Friday, June 8, 2012

Mirabilis Jalapa Wildflower Growing Tips

The Mirabilis Jalapa is a wildflower that is commonly known as the four O’clock flower.  These flowers bloom late in the afternoon at approximately 4:00 and stay open throughout the night.  These flowers will close at dawn and will remain closed during the day, except on cloudy days.  

I grow four O'clock flowers and look forward to them blooming because they attract hummingbirds and also because of their fragrance.  I planted the magenta color close to my patio and the bi-color yellow grows close to the garden path.  I have also planted yellow mixed with the magnet in a large pot and set it on my patio. 
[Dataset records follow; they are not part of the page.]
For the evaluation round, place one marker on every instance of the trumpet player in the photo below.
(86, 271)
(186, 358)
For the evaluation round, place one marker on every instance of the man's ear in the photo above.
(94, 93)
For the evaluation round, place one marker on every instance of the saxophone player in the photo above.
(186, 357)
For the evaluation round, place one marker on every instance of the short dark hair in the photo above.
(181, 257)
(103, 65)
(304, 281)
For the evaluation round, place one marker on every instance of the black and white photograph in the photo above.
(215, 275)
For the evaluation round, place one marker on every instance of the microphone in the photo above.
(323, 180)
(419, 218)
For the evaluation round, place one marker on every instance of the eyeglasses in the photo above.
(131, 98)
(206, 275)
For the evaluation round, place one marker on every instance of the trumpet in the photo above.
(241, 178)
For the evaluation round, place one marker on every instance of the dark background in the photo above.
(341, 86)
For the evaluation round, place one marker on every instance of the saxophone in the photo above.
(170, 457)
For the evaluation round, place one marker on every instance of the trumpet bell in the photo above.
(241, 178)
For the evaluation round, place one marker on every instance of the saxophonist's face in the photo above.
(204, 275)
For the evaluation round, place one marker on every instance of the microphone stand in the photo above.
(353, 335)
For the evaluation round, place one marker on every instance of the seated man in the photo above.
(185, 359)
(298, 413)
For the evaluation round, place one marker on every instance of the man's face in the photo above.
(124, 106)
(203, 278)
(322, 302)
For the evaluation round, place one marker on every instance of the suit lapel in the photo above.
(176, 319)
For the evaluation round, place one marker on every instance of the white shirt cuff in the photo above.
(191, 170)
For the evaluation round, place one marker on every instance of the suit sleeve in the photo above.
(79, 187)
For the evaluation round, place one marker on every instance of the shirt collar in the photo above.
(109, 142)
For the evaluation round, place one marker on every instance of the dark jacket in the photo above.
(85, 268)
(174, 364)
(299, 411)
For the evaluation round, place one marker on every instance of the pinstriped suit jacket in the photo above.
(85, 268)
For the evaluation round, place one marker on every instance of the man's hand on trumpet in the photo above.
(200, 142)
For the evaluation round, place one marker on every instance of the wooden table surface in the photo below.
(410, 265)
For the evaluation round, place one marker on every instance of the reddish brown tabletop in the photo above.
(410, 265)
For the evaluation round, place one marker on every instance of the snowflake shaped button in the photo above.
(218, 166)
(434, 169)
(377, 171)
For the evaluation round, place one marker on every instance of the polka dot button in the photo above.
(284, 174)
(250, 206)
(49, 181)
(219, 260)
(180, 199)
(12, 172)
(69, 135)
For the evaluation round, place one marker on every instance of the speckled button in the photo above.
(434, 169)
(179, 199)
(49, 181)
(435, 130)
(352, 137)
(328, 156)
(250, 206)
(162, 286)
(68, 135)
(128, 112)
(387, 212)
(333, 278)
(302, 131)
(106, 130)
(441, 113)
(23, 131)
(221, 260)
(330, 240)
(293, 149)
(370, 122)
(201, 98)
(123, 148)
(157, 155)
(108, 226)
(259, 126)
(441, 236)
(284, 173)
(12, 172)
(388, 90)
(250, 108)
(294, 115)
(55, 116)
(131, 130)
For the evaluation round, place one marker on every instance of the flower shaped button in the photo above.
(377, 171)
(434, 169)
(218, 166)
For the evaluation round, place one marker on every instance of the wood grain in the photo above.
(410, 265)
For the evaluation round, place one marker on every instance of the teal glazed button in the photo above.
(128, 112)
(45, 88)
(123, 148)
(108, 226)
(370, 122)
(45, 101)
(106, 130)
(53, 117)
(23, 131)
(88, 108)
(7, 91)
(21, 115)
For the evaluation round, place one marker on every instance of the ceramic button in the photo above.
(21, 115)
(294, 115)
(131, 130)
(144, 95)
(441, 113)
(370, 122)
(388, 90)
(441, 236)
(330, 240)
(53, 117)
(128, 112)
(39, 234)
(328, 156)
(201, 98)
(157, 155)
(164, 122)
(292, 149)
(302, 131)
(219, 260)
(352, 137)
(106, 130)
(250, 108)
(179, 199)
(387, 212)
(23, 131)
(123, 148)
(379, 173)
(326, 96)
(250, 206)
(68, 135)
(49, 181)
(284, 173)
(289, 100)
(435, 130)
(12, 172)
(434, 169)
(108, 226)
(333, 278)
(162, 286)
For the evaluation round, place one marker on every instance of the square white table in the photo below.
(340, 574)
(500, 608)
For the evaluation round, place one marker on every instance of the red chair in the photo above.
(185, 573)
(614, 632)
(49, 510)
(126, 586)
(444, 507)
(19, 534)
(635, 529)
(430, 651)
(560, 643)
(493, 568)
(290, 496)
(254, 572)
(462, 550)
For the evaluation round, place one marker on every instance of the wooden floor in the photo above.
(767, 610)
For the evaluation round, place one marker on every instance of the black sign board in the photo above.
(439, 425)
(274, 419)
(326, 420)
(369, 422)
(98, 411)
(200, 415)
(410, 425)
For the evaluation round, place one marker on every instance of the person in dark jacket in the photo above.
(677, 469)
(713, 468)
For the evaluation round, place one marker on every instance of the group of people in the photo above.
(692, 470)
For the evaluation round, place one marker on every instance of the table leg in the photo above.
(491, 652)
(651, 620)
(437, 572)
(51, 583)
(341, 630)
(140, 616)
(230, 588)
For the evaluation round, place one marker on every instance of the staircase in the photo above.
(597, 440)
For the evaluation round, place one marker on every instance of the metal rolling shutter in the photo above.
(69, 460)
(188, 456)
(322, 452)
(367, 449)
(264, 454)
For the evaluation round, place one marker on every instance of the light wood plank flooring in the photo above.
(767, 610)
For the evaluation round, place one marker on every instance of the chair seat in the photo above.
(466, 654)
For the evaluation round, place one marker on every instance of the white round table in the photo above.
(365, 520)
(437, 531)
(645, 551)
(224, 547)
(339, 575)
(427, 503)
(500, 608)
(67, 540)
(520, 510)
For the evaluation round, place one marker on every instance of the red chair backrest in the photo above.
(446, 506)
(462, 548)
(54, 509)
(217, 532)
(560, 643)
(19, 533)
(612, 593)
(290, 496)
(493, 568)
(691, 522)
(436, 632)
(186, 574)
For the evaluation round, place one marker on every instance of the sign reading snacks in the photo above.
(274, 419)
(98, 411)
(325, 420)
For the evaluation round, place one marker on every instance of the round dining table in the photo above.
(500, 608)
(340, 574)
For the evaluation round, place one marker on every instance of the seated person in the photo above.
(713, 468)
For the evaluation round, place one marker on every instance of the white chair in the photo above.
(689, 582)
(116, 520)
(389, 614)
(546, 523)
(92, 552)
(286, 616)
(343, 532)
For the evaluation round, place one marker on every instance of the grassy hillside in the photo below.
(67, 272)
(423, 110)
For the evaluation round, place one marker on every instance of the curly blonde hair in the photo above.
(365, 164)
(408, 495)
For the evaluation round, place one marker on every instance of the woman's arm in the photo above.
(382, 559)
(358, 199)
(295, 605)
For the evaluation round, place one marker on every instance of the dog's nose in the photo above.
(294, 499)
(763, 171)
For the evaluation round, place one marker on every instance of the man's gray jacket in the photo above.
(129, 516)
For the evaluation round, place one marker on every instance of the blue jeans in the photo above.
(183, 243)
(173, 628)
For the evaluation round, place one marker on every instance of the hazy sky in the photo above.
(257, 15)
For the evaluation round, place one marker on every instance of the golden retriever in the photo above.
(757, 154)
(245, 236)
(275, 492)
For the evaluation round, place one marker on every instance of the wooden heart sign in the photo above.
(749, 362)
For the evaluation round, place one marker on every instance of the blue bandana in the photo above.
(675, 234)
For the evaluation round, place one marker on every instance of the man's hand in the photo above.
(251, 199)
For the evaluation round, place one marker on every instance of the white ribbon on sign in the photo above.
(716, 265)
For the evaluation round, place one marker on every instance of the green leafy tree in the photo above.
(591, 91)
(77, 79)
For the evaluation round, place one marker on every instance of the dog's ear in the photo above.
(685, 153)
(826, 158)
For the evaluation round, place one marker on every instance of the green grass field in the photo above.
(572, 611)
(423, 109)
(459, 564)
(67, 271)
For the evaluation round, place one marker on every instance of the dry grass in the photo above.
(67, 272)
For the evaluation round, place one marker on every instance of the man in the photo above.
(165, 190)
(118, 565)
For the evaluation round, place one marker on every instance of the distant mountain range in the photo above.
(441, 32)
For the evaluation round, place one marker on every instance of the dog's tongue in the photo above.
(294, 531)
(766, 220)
Photographs of my four O'clock flower gardens: 

Growing tips:

 Plant the seeds indoors 8-10 weeks prior to the last spring frost. Purchase seed starter kits at your local garden center. Fill the planters with soil. Then dig a hole that is ½-inch deep in the center of the pot. Use the eraser end of a pencil to form the hole. Place the black seed in the center and cover with soil. Water well.  Germination takes 8-12 days.  Transplant outdoors after the threat of spring frost has past.  Or you can sow the seeds directly into the garden bed. It is best to plant when the soil has warmed to 65 - 75F; germination is usually in 14 days. 

Grow Four O’clocks in full sun to part shade to shade in the afternoon when the sun is the hottest.  If your summers are extremely hot (95 to 105 F) then the four O’clock will benefit from part shade in the peak heat of the day.   Plant in well-drained soil, okay to grow in poor soil.  The plant will flourish if you amend the soil with compost or manure.  Space plants two feet apart. Keep the soil evenly moist until the plant fills out and gets a bushy appearance.  Then water as needed.  I generally water every morning with a soaking hose. The slow drip at the soil line is a good way to provide roots with hydration.

I grow magenta, white, yellow and pink four O’clock flowers as a backdrop to my stone patio.  These perennial flowers return every year due to our mild winters here in zone 7.  Both my husband and I enjoy sitting outdoors on a summer night especially when the air is perfumed by the four O’clock flowers.  What I like about this plant is that they are a large bushy with many branches.  When mature the plant will grows to almost four feet in height with a similar spread. I also enjoy the many blooms that come again throughout the late summer and fall season. When the days turn cooler the four-o’clock will stop blooming and will go to seed.


Four O’clock plants are native to North and South America.  In South America, they are called the Marvel of Peru.

Four O'clocks are perennials in zones 8 to 11.  They may be grown as an annual in other growing regions.

Mature four O’clock plant have large tuber roots.  Divide and transplant the tubers every 3 to 4 years in the spring.  
Collect seeds in the fall and keep them in a labeled envelope.  Use these seeds for spring planting. Caution: do not eat the seeds; they are poisonous.